The man in charge of this group, the 35-year-old Boeheim, first came to Syracuse in 1962 as a walk-on basketball player. Upon graduation, he played briefly for the Scranton (Pa.) Miners of the Eastern Basketball League. He returned to Syracuse as Coach Roy Danforth's assistant in 1969. "I only think about basketball," he says. Though Boeheim is decidedly professional in appearance, the only book on the sport he has read is John Wooden's Practical Modern Basketball. If he's not coaching, or scouting a game, or watching basketball on TV (a friend Betamaxes games that Boeheim can't catch live), he's probably in his office, taking in a game film. When the season ends in March, Boeheim will get into his Pontiac Bonneville and spend the best part of the next two months traveling to high school all-star games in New York, Pennsylvania, Connecticut, D.C., Ohio—anywhere. He says he enjoys it. He even likes recruiting. "If a kid wants to talk, he'll talk," says Syracuse SID Larry Kimball. "If not, Jim will just sit in the kid's living room for 10, maybe 14 hours and say nothing."

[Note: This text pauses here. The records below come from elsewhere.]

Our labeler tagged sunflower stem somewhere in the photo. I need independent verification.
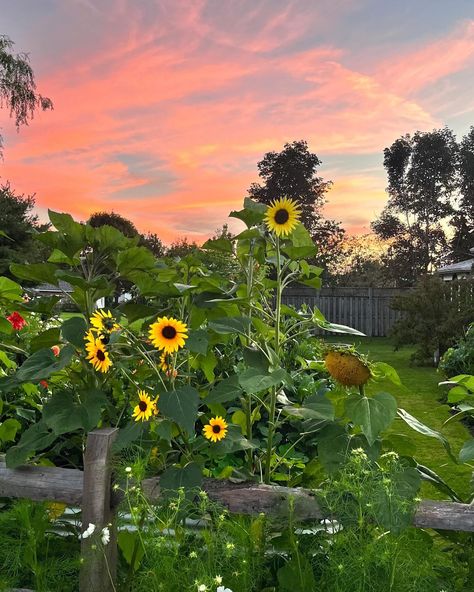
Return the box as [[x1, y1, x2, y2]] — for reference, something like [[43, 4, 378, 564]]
[[264, 235, 283, 484]]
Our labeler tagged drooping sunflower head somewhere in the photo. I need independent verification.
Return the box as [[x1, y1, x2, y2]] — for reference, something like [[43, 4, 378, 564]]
[[265, 197, 301, 237], [132, 390, 158, 421], [89, 308, 120, 333], [85, 331, 112, 373], [149, 317, 188, 354], [202, 415, 228, 442], [324, 349, 372, 386]]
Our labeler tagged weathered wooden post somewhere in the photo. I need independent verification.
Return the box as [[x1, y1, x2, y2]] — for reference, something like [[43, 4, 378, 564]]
[[79, 428, 118, 592]]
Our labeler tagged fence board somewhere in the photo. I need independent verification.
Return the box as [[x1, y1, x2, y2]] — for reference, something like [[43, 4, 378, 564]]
[[282, 287, 409, 337]]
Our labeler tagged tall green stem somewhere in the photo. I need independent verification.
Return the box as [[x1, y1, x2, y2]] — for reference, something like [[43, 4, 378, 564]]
[[264, 236, 283, 483]]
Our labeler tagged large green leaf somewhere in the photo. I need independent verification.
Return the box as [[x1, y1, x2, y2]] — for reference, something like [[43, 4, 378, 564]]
[[116, 247, 156, 277], [205, 374, 242, 405], [397, 409, 457, 463], [61, 316, 87, 349], [0, 277, 23, 302], [160, 462, 202, 492], [209, 317, 250, 335], [10, 263, 58, 286], [459, 438, 474, 462], [14, 345, 74, 382], [186, 329, 209, 356], [43, 391, 107, 435], [0, 417, 21, 442], [346, 393, 397, 446], [30, 327, 60, 353], [117, 530, 145, 571], [239, 368, 291, 395], [158, 386, 199, 434], [5, 421, 56, 469]]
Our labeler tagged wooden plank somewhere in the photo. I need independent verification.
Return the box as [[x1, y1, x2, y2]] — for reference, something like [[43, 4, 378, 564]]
[[0, 462, 83, 506], [142, 477, 474, 532], [79, 428, 118, 592]]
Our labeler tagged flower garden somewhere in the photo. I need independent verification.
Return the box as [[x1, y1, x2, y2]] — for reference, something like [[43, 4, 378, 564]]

Now, critics might argue that the current Syracuse schedule is soft; that if Bouie has foul problems, the Orange go up in smoke; that the Orangemen lack the discipline to flat put away a crumbling opponent, as evidenced by the loss at Old Dominion or the 72-70 overtime defeat of Illinois State, a game they seemingly had iced. Not so, says Boeheim. "Two things can hurt us: a team with two tall great-shooting guards or a team with three big All-America caliber frontcourtmen." And really, now, what college team has either?

"Sure, we're not unbeatable," says Boeheim, who's withstanding the pressure of his most successful season with no visible tension. "But unlike before, we can match up with anybody."

So we shall see. Three years ago in the NCAAs, Syracuse was waxed by UNC-Charlotte 81-59. The next year the Orange succumbed to Western Kentucky, a team with a 16-14 record. Last year, in losing to Penn, they fell behind early and never got back into the game. "You can't judge a team by what it does in the NCAAs," Boeheim argues. "Everybody loses. Every team but one."

You can put it down in the ledger. This year that one team might be the Orangemen of Syracuse.


Leaving the Friars and his teammates earthbound, Bouie heads up before slamming the ball down.


Moss, an outstanding playmaker, looks thataway and passes thisaway in the victory over Providence.


To Boeheim, coaching is first, nothing second.


Louie can do a lot of stuff, including stuff.